Ho letto che per la scelta del titolo ti sei affidato addirittura a Oliviero Toscani. Com’è andata?
«Non mi sono affidato. È stato uno scambio. Ho ipotizzato un “Del nostro meglio” e Oliviero Toscani m’ha fatto capire che era un titolo incompleto, che non intendevo esattamente questo, ma qualcosa di molto più specifico. Lui era per intitolarlo “Il nostro meglio” e a furia di pensarci mi è sembrato che avesse ragione e aveva ragione. Oliviero Toscani è un grande confidente, confido nella sua omertà ed è una persona che legge al di sotto delle parole. Sono molto felice all’idea di confrontarmi con lui».
Vivevi a Londra e lavoravi in un pub. Cosa cercavi quando hai scelto di partire e come mai hai scelto di tornare a Napoli?

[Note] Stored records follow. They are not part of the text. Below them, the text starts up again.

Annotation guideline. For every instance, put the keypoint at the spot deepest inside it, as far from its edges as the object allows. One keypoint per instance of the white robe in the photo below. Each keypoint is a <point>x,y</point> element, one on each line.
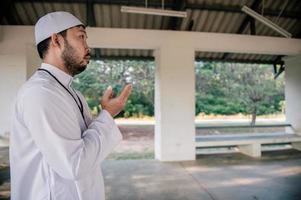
<point>52,153</point>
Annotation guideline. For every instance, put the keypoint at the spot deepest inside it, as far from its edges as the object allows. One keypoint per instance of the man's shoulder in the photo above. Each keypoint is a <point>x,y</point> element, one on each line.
<point>35,86</point>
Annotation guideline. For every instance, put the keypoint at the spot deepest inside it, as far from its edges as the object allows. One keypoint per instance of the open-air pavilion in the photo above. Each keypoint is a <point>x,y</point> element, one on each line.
<point>212,30</point>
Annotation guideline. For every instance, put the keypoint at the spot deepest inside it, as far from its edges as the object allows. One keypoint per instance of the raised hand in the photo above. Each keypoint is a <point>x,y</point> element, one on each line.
<point>115,105</point>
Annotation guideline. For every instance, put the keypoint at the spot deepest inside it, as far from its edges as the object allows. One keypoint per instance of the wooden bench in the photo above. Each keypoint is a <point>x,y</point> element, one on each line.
<point>249,144</point>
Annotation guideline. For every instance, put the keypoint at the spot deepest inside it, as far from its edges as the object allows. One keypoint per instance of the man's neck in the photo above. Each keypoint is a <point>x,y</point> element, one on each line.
<point>58,65</point>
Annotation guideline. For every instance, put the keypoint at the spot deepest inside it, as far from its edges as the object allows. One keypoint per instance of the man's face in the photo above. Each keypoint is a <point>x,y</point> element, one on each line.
<point>76,54</point>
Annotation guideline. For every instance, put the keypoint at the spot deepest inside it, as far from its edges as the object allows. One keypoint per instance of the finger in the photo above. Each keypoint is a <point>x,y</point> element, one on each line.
<point>125,92</point>
<point>107,94</point>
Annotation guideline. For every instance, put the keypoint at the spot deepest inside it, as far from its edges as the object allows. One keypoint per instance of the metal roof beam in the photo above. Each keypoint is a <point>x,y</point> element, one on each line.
<point>237,9</point>
<point>244,24</point>
<point>6,11</point>
<point>270,62</point>
<point>175,22</point>
<point>170,4</point>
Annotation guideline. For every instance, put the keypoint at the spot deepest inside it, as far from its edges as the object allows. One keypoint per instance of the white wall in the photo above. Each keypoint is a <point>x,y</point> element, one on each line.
<point>293,91</point>
<point>12,75</point>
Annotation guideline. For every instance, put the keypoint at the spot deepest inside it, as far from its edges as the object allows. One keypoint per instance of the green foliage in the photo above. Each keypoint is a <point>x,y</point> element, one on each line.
<point>227,88</point>
<point>221,88</point>
<point>101,74</point>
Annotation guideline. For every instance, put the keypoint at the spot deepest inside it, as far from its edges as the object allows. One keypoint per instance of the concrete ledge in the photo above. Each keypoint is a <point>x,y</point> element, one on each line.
<point>249,144</point>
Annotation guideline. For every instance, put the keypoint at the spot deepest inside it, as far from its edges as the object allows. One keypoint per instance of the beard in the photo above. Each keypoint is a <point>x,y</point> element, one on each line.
<point>71,61</point>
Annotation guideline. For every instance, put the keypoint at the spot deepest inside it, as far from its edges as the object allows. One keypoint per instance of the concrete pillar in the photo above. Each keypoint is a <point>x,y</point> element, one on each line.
<point>293,91</point>
<point>33,61</point>
<point>12,76</point>
<point>174,103</point>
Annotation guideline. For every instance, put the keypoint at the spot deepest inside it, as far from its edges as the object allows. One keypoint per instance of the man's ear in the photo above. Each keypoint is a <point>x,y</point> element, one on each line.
<point>57,40</point>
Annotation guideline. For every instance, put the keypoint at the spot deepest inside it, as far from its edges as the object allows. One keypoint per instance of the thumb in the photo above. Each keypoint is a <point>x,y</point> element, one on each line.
<point>107,94</point>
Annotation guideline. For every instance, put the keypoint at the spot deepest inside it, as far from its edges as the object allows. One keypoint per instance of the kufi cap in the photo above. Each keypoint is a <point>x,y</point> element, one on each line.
<point>54,22</point>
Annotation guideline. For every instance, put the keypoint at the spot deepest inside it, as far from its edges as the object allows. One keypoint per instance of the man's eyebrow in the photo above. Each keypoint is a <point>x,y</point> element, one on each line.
<point>83,31</point>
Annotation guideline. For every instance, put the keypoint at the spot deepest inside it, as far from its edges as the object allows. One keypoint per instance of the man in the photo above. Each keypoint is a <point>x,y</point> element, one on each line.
<point>56,147</point>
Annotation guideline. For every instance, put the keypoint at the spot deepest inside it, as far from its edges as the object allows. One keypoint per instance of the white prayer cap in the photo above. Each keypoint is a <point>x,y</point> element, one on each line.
<point>54,22</point>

«Quando sono partito da Napoli per Londra cercavo semplicemente uno stipendio, dato che a Napoli nemmeno a fare il macellaio mi prendevano. Poi, col tempo e gli eventi, ho capito che sostanzialmente mi piacerebbe cambiare, nella vita, fare e vedere cose, e che quando le cose non cambiano mi annoiano. Ovviamente, da persona costretta a fare sempre del proprio meglio, i miei cambiamenti impiegano secoli per mostrarsi. Più semplicemente, Londra mi aveva stancato, volevo scrivere di più e mi serviva più tempo e Napoli è una città poverissima e la vita, scrivendo, qui, è quasi affrontabile. È che le città povere sono i luoghi dove abitano le persone che fanno o producono cose che il mondo non gli ha richiesto, tipo scrivere romanzi. Napoli è, a volte, la mia isola che non c’è: un ristoro per i bimbi sperduti».

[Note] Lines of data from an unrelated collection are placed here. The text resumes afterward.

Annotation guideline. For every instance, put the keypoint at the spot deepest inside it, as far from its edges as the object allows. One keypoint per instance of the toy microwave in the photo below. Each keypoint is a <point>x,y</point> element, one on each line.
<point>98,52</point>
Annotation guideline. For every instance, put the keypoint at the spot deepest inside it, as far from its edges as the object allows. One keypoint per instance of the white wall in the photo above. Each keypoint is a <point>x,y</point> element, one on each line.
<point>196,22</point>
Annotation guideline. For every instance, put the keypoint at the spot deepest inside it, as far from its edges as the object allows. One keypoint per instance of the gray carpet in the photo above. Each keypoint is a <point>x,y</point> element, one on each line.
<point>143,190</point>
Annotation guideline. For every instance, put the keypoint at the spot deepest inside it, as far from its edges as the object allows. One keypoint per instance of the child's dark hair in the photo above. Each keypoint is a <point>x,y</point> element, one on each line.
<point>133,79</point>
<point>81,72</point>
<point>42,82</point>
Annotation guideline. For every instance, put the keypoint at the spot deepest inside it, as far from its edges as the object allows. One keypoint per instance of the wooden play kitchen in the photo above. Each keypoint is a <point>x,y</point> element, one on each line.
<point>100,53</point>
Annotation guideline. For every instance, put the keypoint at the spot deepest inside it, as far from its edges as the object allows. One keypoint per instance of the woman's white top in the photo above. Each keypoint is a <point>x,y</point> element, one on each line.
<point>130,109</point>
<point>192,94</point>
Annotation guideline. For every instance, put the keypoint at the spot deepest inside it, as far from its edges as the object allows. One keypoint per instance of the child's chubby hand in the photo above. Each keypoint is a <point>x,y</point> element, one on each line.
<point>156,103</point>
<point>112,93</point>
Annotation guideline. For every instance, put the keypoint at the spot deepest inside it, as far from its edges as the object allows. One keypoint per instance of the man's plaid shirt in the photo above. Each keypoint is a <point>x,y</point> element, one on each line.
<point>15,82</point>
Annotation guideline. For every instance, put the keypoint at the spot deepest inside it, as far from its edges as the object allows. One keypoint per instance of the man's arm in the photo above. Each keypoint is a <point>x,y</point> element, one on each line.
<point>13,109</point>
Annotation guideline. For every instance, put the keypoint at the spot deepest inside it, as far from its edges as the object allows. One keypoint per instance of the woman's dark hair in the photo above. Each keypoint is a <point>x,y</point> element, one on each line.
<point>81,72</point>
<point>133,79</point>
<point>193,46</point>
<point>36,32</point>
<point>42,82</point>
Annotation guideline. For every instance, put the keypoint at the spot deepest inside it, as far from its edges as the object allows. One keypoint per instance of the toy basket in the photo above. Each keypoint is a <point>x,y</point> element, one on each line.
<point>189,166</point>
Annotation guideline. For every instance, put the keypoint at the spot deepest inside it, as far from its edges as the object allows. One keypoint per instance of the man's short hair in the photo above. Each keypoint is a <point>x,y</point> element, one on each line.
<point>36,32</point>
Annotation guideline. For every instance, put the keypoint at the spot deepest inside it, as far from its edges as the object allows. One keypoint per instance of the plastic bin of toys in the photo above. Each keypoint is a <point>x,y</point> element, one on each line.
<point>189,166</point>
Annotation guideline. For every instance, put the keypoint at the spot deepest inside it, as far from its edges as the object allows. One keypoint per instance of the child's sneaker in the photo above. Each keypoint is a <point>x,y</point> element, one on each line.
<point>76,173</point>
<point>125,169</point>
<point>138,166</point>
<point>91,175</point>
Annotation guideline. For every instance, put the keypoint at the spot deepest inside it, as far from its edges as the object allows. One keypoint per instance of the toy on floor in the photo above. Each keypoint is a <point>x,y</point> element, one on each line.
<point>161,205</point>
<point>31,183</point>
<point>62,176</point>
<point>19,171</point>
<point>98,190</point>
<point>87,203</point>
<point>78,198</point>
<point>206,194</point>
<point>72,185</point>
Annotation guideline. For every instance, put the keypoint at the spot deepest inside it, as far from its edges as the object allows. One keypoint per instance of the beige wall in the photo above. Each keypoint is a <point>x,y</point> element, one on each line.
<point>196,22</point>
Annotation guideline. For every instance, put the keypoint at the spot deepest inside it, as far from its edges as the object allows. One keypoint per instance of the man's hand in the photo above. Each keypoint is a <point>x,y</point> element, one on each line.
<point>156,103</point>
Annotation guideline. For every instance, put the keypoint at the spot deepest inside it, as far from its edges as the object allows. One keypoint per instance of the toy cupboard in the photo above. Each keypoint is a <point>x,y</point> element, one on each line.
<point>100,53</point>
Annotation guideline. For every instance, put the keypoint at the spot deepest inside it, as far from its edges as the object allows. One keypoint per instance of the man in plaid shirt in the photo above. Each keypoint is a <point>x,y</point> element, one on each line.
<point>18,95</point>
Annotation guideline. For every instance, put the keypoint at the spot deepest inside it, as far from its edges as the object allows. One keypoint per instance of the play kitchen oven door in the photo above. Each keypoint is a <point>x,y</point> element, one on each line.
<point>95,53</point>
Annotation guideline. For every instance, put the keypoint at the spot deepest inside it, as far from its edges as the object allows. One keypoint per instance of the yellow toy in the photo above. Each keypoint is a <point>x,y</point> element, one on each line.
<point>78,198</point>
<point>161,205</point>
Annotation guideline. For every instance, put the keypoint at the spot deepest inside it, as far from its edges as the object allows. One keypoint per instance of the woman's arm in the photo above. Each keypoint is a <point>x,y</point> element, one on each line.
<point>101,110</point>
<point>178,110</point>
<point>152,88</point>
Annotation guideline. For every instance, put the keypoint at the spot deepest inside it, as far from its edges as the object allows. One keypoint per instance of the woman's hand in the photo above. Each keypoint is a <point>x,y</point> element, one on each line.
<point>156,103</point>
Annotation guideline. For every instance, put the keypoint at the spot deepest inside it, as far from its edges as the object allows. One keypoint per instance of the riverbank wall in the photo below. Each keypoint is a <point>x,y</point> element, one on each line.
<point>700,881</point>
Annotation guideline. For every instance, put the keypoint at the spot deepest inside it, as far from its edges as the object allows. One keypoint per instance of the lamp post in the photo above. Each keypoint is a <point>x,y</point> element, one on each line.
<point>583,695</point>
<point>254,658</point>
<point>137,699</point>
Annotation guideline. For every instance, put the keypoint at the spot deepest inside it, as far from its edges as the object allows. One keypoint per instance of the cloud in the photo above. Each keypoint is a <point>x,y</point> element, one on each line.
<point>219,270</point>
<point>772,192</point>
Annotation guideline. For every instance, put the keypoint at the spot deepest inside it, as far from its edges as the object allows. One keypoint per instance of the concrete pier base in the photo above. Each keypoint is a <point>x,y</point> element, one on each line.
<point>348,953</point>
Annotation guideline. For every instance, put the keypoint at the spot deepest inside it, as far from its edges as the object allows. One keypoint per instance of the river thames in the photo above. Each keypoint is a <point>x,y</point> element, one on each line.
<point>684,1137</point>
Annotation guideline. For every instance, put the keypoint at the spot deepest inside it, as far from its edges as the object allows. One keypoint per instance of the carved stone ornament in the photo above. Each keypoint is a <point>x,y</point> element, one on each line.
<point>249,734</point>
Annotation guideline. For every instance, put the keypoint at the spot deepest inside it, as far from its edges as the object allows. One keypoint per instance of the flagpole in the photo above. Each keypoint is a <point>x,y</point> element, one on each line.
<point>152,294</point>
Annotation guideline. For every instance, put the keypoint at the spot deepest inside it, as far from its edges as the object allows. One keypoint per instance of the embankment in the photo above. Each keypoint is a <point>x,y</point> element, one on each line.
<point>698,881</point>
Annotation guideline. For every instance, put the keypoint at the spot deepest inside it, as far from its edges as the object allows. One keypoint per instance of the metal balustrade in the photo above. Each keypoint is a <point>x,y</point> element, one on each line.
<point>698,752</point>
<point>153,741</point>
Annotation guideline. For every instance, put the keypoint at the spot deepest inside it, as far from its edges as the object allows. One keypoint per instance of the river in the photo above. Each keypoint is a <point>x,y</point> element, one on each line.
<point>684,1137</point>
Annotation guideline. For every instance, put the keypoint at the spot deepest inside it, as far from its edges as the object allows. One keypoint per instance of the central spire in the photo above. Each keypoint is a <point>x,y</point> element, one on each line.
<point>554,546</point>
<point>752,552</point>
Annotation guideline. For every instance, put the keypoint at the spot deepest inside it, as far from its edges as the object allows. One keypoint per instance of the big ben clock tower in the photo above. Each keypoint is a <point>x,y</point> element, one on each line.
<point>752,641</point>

Ci racconti il percorso che ha portato alla pubblicazione del tuo primo, bellissimo, romanzo Napoli Mon Amour? Chi ci ha creduto?
«Ci ho creduto io. L’ho cominciato a gennaio del 2017, ho mandato una mail con il manoscritto e due mesi dopo ho firmato il contratto per la pubblicazione».
Dici spesso che scrivere è uno sforzo, forse necessario ma pur sempre faticoso, mentre leggere è molto più piacevole e facile. Qual è, se c’è, la tua routine da scrittore? E qual è invece il momento della giornata che dedichi al piacere di leggere?
«Prima scrivevo dalle 9:30 alle 19:30, tutti i giorni che potevo, e leggevo ovunque, soprattutto andando a lavoro. Oggi non ho più una vera routine. Se sono a casa, lavoro sempre, senza orari ma mai la sera, e si è molto sfumato anche il tempo tra scrittura e lettura. Ritengo la scrittura l’attività umana più difficile per chi scrive. Leggere, invece, per me, è la più rilassante. Se leggo non posso che pensare esclusivamente a quello che sto leggendo, tralasciandomi, me e la mia esistenza».
Siamo ai 4 libri consigliati da Alessio Forgione ai lettori.
Il romanzo che racconta meglio la Napoli di oggi?
«Napoli mon amour».
Il romanzo che hai riempito di sottolineature?
«Più o meno tutti».
Il libro più bello che hai letto quest’anno?
«Senz’altro La Storia di Elsa Morante, che ho riletto quest’anno dopo non so quanti».
Il protagonista con cui ti sei più immedesimato?
«Pinocchio».
Grazie Alessio, evviva l’amore smisurato delle nonne.